I always wondered that, too, but we have seen people on this board that have had golden retriever in their DNA.

Also, a Great Pyrenees was used to create the St. Bernard.

I also wonder how they can tell each parent is half lab? Instead of one parent being full lab, and the other parent being all the other breeds.


----------



## Tahnee GR (Aug 26, 2006)

I highly doubt at least the Chinese Crested part  I personally don't put a lot of stock in these tests. I think they can be fun and make you think, but I think their accuracy is suspect.


----------



## CAROLINA MOM (May 12, 2009)

I think the test is way off on the Chinese Crested myself.

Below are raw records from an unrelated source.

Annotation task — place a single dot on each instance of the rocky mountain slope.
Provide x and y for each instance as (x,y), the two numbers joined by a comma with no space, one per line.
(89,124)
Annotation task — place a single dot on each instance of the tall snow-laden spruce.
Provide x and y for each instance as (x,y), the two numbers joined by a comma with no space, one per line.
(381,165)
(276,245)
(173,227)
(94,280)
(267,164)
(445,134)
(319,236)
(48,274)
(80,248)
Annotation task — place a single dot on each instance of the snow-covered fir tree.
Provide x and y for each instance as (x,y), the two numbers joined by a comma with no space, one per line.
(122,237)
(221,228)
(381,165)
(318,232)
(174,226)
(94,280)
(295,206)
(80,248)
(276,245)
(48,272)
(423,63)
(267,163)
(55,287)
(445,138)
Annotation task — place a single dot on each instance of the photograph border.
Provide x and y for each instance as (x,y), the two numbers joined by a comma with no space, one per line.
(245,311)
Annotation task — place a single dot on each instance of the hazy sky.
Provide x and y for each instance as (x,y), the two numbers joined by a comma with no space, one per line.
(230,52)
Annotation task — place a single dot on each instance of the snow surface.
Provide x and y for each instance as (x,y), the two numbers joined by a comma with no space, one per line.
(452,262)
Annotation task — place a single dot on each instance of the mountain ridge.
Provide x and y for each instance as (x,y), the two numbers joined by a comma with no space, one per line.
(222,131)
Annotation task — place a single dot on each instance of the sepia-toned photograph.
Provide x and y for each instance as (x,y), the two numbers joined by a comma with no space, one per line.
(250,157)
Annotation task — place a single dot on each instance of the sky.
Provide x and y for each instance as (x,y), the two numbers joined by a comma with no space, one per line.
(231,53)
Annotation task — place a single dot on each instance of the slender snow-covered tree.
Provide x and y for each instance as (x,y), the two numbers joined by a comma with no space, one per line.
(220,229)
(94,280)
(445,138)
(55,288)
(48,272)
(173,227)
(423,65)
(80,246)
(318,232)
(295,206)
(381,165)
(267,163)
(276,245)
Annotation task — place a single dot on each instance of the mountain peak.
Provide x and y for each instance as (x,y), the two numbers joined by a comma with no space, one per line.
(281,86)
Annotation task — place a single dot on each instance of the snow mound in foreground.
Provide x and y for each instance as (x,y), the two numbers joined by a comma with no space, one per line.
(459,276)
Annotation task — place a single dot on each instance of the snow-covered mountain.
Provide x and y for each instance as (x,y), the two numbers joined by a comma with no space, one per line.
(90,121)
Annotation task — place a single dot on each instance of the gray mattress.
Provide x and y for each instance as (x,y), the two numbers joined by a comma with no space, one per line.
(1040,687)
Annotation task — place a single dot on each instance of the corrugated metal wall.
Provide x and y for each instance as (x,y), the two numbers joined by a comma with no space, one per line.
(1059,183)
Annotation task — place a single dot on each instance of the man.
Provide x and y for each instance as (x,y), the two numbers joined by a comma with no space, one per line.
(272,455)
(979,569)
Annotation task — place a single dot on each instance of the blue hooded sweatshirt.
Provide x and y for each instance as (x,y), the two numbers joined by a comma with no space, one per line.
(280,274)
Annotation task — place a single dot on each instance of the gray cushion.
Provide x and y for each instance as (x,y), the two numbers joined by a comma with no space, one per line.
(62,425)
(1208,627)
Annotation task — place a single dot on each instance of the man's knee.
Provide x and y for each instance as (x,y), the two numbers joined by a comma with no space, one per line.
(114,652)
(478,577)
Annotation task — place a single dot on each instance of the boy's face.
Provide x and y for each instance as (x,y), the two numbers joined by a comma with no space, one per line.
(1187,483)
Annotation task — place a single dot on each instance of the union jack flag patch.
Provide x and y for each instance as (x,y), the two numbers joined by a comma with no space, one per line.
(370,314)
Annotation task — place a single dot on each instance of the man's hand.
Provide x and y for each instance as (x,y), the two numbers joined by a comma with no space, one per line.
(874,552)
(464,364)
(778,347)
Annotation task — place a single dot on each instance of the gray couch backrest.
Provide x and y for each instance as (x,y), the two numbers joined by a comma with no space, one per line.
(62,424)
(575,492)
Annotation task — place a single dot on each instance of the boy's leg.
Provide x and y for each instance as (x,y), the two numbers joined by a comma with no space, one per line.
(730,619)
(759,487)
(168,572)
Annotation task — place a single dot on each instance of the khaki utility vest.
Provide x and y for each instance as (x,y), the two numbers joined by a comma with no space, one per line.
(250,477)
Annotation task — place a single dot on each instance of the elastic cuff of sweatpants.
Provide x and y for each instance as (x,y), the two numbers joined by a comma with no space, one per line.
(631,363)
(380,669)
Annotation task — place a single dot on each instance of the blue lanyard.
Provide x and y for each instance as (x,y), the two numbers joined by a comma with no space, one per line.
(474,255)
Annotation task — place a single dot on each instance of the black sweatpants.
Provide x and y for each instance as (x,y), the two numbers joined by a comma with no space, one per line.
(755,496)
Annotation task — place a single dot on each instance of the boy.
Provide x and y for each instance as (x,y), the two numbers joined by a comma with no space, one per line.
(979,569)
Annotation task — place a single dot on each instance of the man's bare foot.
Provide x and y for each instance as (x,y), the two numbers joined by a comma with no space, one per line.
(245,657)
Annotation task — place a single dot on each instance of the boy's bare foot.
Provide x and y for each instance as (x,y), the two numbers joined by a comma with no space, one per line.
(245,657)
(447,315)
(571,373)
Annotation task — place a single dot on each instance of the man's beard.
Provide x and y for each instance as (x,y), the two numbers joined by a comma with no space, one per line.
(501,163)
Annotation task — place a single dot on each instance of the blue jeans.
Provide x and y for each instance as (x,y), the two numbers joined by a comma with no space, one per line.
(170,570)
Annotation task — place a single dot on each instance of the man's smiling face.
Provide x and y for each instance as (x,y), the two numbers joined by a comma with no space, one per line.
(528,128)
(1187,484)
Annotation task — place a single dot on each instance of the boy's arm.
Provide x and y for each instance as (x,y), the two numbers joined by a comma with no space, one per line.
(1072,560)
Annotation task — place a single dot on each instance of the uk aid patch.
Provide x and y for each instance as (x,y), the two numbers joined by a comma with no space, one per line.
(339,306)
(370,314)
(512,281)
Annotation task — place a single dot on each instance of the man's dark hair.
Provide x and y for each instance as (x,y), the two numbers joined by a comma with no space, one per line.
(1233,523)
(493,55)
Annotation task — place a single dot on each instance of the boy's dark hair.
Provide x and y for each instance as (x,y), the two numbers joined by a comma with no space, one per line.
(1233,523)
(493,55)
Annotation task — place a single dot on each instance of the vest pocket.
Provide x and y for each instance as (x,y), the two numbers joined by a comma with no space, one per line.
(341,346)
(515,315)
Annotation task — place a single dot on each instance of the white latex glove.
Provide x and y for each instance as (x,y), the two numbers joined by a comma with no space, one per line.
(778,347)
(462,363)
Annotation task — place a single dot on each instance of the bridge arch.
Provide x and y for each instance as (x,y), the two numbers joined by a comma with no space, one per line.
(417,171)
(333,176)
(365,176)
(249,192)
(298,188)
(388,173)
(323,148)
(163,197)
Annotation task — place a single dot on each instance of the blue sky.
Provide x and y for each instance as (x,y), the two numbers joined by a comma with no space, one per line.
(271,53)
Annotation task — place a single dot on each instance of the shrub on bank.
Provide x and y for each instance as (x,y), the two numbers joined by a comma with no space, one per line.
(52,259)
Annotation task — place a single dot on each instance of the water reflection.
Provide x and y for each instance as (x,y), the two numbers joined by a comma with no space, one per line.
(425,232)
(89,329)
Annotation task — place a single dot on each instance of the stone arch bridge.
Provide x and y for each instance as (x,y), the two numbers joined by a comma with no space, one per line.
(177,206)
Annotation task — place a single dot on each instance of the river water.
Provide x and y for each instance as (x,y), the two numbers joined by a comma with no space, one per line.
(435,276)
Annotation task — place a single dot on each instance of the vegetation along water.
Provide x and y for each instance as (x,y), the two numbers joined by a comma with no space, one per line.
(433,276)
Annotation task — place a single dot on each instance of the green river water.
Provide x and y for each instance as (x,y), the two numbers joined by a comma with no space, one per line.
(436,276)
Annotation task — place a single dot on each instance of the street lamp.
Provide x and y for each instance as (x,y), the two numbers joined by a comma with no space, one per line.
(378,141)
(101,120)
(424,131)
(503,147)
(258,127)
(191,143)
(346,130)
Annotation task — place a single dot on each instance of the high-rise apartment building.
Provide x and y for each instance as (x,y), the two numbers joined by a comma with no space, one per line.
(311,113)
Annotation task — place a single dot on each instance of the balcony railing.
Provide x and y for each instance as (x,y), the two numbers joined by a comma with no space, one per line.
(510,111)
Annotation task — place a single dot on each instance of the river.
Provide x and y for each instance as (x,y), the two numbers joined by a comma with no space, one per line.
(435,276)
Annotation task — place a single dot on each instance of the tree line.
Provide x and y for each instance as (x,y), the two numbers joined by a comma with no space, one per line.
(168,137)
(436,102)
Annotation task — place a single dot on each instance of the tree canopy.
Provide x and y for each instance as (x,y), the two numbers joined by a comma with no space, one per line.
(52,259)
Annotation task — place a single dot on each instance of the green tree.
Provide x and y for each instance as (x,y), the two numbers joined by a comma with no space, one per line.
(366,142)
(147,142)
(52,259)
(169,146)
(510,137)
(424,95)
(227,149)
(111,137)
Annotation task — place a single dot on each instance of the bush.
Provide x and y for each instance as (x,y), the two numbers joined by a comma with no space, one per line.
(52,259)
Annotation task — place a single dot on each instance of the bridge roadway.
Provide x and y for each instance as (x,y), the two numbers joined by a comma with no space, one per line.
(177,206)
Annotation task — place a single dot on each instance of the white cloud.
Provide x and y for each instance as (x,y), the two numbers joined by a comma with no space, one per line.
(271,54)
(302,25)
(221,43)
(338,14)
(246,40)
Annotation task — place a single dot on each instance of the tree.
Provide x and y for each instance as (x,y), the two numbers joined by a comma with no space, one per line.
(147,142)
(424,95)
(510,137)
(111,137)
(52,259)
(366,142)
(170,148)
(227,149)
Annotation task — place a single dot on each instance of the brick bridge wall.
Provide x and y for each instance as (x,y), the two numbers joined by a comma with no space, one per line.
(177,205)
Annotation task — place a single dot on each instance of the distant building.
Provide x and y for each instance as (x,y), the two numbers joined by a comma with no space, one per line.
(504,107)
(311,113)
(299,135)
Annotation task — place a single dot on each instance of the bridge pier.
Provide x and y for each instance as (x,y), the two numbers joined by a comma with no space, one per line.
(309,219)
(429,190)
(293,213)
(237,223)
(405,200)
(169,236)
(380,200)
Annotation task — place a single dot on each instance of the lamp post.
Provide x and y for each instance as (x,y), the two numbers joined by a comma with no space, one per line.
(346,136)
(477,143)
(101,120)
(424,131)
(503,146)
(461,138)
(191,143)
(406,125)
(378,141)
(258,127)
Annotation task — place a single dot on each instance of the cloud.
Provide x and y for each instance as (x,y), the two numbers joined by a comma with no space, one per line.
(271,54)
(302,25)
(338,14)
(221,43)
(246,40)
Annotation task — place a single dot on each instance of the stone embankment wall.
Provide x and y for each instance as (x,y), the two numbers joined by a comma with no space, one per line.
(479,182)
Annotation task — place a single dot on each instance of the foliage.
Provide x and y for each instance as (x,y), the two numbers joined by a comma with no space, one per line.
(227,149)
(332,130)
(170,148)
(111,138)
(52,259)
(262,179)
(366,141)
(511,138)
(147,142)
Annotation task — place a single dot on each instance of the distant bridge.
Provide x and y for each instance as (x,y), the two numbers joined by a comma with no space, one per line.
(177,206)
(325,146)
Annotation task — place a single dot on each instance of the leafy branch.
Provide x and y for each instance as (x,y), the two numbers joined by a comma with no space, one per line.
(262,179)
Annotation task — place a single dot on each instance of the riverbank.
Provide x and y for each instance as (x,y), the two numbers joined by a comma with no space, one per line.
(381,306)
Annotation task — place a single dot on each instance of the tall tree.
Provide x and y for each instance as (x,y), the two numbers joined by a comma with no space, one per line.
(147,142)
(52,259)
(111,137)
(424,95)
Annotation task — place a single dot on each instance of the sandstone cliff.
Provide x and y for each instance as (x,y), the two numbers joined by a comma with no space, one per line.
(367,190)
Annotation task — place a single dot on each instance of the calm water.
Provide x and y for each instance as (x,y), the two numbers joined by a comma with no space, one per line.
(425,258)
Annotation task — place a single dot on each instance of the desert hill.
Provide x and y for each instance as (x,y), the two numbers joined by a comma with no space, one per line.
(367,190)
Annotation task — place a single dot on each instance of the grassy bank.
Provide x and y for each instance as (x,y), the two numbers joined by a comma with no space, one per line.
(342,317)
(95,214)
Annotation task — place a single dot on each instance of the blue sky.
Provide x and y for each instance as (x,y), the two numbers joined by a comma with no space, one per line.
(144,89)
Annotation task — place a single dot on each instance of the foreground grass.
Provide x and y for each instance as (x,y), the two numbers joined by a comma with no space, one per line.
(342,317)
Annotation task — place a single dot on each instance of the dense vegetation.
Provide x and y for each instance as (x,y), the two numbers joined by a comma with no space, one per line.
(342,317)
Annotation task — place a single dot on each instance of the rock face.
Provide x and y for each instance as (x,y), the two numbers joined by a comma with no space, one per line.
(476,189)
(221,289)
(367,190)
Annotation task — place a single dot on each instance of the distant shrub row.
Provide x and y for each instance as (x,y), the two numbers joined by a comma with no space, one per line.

Whatever her background is, Marilyn's beautiful.


----------



## goldensrbest (Dec 20, 2007)

She really is so pretty.


----------



## desilu (Nov 2, 2006)

Marilyn looks a great deal like my late Winnie-the-Pooch, who was a collie/golden retriever cross. What do you think?


----------



## darealsunny (Oct 9, 2012)

Quick question, do they actually use the DNA sequences? Because if they do, and if they sent the raw sequences to you, you could run them through BLAST!, a research program that would return results showing what animal/breed she is most closely related to. Granted there wouldn't be percentages, but it would show you if she's even closely related to the Crested. Shucks, now I'm interested in how they go about their tests.


----------



## Helo's Mom (Oct 16, 2011)

They didn't send me any raw sequence numbers, just a 6 page report that has a family tree type thing on it that says the great-grandparents and grandparents on one side were pureblood chinese crested and Lab and the parent was a mix. Then the other grandparent was pure Lab mixed with a totally mixed breed and they give you a "5 next best breed" for that mix which was 8.22% St. Bernard, 6.57% Standard Poodle, 4.25% Great Pyrenees, 2.22% flat coated retriever and 2.12% Clumber Spaniel.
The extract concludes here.